The Real Reason for the JC Merger: Aspiration
What I’m saying here is this. The real reason for the JC merger is aspiration. Birth rates, geographical (I long to be) close to you might play a part, but the affected JCs are suffering low intake because too many students prefer the better-branded institutions.
People want better sounding academic labels, in other words. The ones known to be attractive.
To wax lyrical about small classes being better, etc, is also rubbish. Yes, small academic classes are indeed better. One to one lagi better. But seriously, do you want to go to a school where you can’t play the sport of your choice, or perform in a stage production, or join the band, because don’t have enough people leh …
Is there a problem with this? Is there some looming socio-political threat? I say, yeah. Especially with people and companies who cling to academic labels decades down the road.
Is there anything we can do about it?
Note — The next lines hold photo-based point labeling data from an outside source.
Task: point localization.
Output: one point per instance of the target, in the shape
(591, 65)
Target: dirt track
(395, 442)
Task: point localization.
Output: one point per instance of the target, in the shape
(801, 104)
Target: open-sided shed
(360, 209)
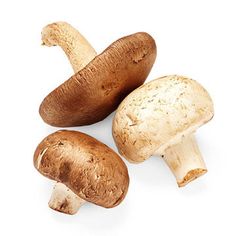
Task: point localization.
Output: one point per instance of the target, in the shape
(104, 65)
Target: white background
(194, 38)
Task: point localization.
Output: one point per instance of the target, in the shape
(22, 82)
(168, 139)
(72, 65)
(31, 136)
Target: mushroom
(95, 90)
(160, 118)
(86, 169)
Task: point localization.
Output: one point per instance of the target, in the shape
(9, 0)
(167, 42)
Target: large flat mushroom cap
(86, 166)
(158, 114)
(94, 92)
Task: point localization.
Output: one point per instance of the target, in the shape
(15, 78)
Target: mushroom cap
(88, 167)
(159, 114)
(94, 92)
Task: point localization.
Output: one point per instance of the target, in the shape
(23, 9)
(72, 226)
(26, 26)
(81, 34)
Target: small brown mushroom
(160, 118)
(96, 90)
(86, 169)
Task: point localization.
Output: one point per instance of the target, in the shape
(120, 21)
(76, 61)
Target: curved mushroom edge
(159, 114)
(94, 92)
(88, 167)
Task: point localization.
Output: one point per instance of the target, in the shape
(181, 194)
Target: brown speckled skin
(94, 92)
(88, 167)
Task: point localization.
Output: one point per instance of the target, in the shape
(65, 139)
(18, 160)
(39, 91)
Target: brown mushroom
(86, 169)
(96, 90)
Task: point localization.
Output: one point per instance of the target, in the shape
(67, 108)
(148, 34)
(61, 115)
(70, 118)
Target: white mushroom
(160, 118)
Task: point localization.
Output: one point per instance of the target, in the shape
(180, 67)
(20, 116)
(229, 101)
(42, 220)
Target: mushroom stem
(185, 160)
(64, 200)
(76, 47)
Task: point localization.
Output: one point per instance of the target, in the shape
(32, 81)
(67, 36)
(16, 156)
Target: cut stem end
(64, 200)
(185, 161)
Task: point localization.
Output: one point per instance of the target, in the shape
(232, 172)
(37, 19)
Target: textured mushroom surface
(86, 166)
(158, 115)
(95, 91)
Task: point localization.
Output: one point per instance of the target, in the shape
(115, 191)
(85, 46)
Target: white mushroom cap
(158, 115)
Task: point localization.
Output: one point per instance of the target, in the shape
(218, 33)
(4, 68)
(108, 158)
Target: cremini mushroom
(86, 169)
(160, 118)
(95, 90)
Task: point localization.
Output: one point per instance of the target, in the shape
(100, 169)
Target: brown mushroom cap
(88, 167)
(94, 92)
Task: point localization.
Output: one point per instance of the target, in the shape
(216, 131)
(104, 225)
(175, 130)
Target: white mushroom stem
(64, 200)
(185, 160)
(76, 47)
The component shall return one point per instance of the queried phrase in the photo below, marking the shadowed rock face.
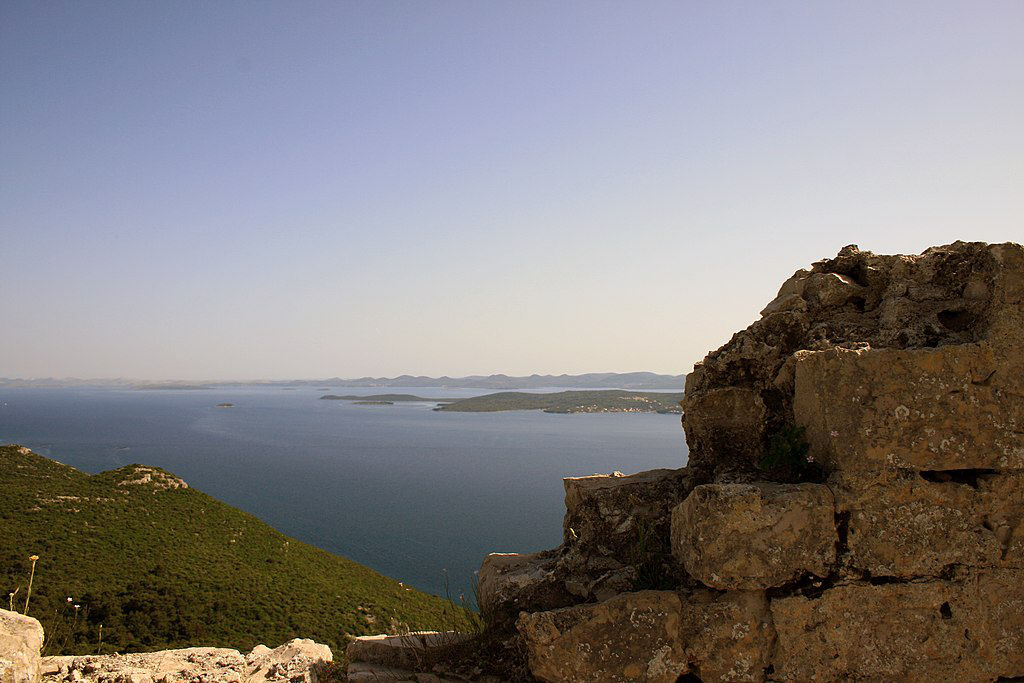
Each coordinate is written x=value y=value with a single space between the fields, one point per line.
x=742 y=392
x=900 y=561
x=20 y=640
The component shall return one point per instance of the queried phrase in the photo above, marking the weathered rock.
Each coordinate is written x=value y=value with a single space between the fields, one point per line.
x=900 y=524
x=292 y=662
x=728 y=637
x=728 y=421
x=945 y=409
x=652 y=636
x=20 y=640
x=928 y=631
x=295 y=662
x=631 y=637
x=963 y=293
x=512 y=583
x=616 y=531
x=743 y=537
x=605 y=513
x=409 y=651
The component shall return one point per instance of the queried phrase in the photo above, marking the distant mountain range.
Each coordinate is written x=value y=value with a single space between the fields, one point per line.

I think so, to be honest. But this involves a paradigm shift away from academic superiority and reputation. Which would then collapse the lucrative tuition and enhancement classes industries. Which would then also deprive local politicians of one traditional banner of credentials. Is Singapore ready for this? Are Singaporean leaders, social or political, ready to make the change? Would Singaporean parents and students put themselves up for the cause?
Hell, no. Not in a hundred years.
Discuss in GP lessons, maybe lah. Talk and talk, laugh laugh a bit with tee-cher and make proclamations. But really do it? Make the sacrifice through one’s self? One’s child?
No. I’m so certain the answer is no.